= Strategic competition =

Competitive relationship

Strategic competition is a commitment within an organization or polity to make a very large change in competitive relationships. One of the main principles of strategic competition is that the response of an organization regarding another one's introduction of a new product defines the impact of such in the market. This type of competition has proven itself useful when trying to explain a firm's executive compensation schemes, leading to time compensation.

Within a market where strategic competition is present, investment provides a much bigger capability of taking advantage of future opportunities of growth which also implies obtaining a greater market share. If such interaction between rivals is efficiently used, even all actors of the industry in which strategic competition was applied may be compensated on their profits. This is implemented either by putting entry barriers to new competitors or to dissuading others from 'making space' for stronger ones.

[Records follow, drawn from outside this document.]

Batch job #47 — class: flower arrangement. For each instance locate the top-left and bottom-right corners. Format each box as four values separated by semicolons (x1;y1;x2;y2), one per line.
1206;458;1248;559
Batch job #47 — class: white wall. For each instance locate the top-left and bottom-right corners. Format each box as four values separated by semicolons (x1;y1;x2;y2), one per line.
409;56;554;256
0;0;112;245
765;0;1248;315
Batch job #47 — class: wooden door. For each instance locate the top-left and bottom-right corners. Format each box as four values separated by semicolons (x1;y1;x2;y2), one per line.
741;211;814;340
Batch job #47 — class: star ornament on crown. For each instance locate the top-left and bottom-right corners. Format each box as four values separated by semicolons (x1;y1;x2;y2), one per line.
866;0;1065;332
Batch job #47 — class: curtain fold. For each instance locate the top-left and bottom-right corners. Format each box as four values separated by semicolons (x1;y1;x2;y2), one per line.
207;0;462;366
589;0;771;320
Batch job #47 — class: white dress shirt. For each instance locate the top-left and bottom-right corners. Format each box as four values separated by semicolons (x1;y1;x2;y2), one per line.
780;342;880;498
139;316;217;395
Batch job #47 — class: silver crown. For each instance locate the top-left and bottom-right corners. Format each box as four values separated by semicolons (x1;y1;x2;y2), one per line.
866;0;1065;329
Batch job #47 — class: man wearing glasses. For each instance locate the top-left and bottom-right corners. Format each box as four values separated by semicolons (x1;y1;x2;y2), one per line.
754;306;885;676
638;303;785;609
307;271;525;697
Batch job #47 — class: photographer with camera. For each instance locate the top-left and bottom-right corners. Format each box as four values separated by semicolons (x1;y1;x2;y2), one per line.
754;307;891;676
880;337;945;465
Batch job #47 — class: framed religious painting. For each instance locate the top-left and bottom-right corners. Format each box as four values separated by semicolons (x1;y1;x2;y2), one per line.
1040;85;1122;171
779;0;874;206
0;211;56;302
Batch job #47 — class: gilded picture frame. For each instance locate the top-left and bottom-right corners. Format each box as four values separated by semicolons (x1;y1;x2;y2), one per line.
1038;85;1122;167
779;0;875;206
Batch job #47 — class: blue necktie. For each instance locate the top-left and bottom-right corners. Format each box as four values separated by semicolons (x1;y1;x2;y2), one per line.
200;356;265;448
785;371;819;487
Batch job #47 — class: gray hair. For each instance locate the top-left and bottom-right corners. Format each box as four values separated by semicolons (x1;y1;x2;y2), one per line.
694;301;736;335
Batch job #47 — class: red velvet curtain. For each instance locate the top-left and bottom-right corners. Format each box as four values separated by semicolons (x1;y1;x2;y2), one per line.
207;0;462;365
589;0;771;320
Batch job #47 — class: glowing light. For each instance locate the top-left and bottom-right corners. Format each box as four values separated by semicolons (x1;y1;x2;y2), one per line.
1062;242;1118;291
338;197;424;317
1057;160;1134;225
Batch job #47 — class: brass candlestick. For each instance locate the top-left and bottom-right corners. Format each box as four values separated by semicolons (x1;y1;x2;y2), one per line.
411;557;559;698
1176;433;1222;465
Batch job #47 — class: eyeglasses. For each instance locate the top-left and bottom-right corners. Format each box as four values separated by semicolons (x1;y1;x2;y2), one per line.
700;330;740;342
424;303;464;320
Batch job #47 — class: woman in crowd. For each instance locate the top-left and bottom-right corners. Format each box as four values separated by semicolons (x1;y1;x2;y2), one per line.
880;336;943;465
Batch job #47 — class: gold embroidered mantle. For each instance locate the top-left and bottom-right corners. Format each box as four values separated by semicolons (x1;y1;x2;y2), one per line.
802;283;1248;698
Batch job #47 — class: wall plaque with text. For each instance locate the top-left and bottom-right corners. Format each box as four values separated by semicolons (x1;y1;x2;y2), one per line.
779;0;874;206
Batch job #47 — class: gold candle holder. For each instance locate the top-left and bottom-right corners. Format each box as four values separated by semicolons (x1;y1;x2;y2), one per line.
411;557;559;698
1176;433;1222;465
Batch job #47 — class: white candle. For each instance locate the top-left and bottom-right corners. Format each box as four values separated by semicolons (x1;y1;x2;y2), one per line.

Also, the application of strategic competition may lead to outsourcing activities used by rival firms involved in the process.

== Basic elements ==
Strategic competition consists of five basic elements:
- To comprehend competitive interaction as a dynamic system.
- To use such comprehension in order to forecast the effects that any intervention can produce in that system.
- To dispose of many uncommitted resources that can be applied to different purposes.
- To predict the risk and return with enough accuracy for justifying the use of these resources.
- To possess the necessary will to set the actions that must be fulfilled towards such commitment.
In order for strategic competition to be successful, the analysis of these elements require a constant update of the firm's environment, considering that this type of competition possesses a rapidly evolving nature. Despite this, the shift from natural to strategic competition is a long process that might require generations to be fully implemented by a certain market.

== Models ==
According to economics professor Timothy Van Zandt, there exist two models of strategic competition: competition in quantities between firms producing perfect substitutes and competition between firms producing substitute goods by price.

== Other uses ==

The term "strategic competition" is applied outside a business context in fields such as political science and international relations. Geopolitics and military and many other areas that involve many actors that struggle for leadership or power, may use this approach.

This happens because such kind of competition brings about distinctive outcomes linked to capital structure. For example, the current status of Syria have provided a fertile terrain for strategic competition of the many actors involved in the conflict. This element is likely to persist well beyond any formal resolution of the current situation there.

The term has been used by the United Kingdom government, and it is often used by the United States government to describe the economic and geopolitical competition between the U.S. and the People's Republic of China.

In 2021, the U.S. Department of Defense changed its description of competition with China from "great power competition" to "strategic competition".